Il ne faut pas annuler la dette pour éviter l’austérité. L’austérité a déjà lieu aujourd’hui : on ne recrute pas à l’hôpital. C’est en faisant du développement orienté vers les besoins sociaux qu’on sort de l’austérité et qu’on financera la dette à terme. Mais les gens vont dire : et l’inflation ? et la valeur de la monnaie ? Mais comme on s’appuie sur toute l’Union européenne, sur la masse de l’euro, on peut encaisser pendant plusieurs années l’élément d’impulsion, et l’effet de la dépense viendra après.
Actuellement les taux d’intérêts sont assez faibles… Il faut des moyens financiers considérables si on veut mener une politique de développement, notamment pour les services publics, comment faire pour que les emprunts ne nourrissent pas une bulle spéculative ?
Je préfère parler d’avances que d’emprunts. Il faut faire des avances qui ne vont pas dépendre des marchés financiers, et qui vont nous permettre de nous développer. C’est la création monétaire. La banque centrale peut créer de la monnaie, mais aujourd’hui elle le fait pour l’injecter dans les marchés financiers. Elle peut le faire pour financer les services publics. La banque centrale américaine (la FED) fait beaucoup plus que la nôtre : elle a créé en monnaie 100% du PIB (c’est-à-dire la richesse des États-unis), alors qu’en Union européenne on est qu’à 60%.
Mais c’est interdit par les traités européens : la banque centrale n’a pas le droit de prêter directement aux Etats. D’abord, les traités ne sont pas respectés, on peut très bien s’en émanciper. Mais on peut aussi utiliser un dispositif qui existe actuellement : la banque centrale européenne peut financer un fonds public, démocratique, avec les organisations syndicales, les associations, les organisations de jeunesse, les députés… Ce fonds va recevoir l’argent de la BCE et va le redistribuer et financer les dépenses à 0% d’intérêts, voire à taux négatifs, si elles développent l’université, l’hôpital, l’emploi dans les entreprises, les services publics…

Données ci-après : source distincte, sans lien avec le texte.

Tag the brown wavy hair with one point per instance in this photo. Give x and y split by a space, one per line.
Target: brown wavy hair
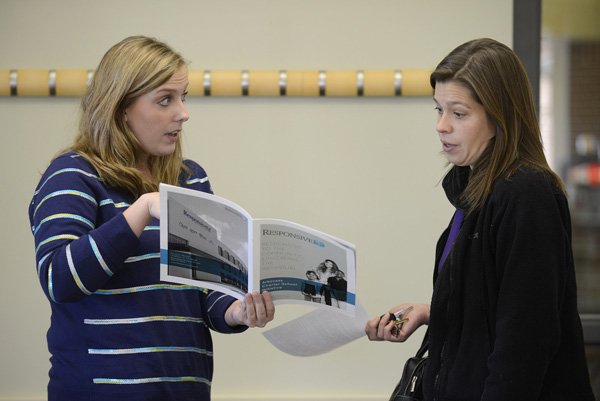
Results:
498 81
128 70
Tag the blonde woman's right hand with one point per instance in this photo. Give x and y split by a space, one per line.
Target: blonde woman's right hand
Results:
139 214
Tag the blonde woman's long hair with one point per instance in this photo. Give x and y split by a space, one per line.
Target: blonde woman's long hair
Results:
128 70
498 81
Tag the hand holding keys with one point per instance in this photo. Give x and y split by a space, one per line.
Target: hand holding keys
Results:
399 319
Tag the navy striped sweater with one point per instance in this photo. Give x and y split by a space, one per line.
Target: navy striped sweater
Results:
117 332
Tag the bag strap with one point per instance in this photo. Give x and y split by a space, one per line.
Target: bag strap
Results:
424 345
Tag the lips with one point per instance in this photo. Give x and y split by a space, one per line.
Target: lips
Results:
172 136
448 147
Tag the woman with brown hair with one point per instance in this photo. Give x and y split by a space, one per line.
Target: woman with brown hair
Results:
503 321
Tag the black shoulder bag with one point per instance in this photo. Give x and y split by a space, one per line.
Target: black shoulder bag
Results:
410 386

Alors on ne déverse pas l’argent public aveuglément ? On décide démocratiquement de ce qu’on fait de cet argent ?
Aujourd’hui, ce sont les marchés qui décident. Aujourd’hui si la BCE crée de l’argent, il ne va pas à l’hôpital, il va au capital. Sanofi va recevoir de l’argent et va délocaliser. L’Etat va recevoir de l’argent et rembourser les 36 milliards d’euros d’intérêts par an, sans développer l’hôpital. La démocratie est fondamentale : il y a une bataille de classe en réalité. Certains disent : “cet argent, c’est la planche à billets, c’est du keynésianisme”. Non, c’est du keynésianisme seulement si on n’oriente pas vraiment l’argent dans une direction de classe : cet argent va-t-il au capital ou au développement des capacités humaines, à une transformation écologique ? Le mot finance vient de finalité : de l’argent, pour une finalité.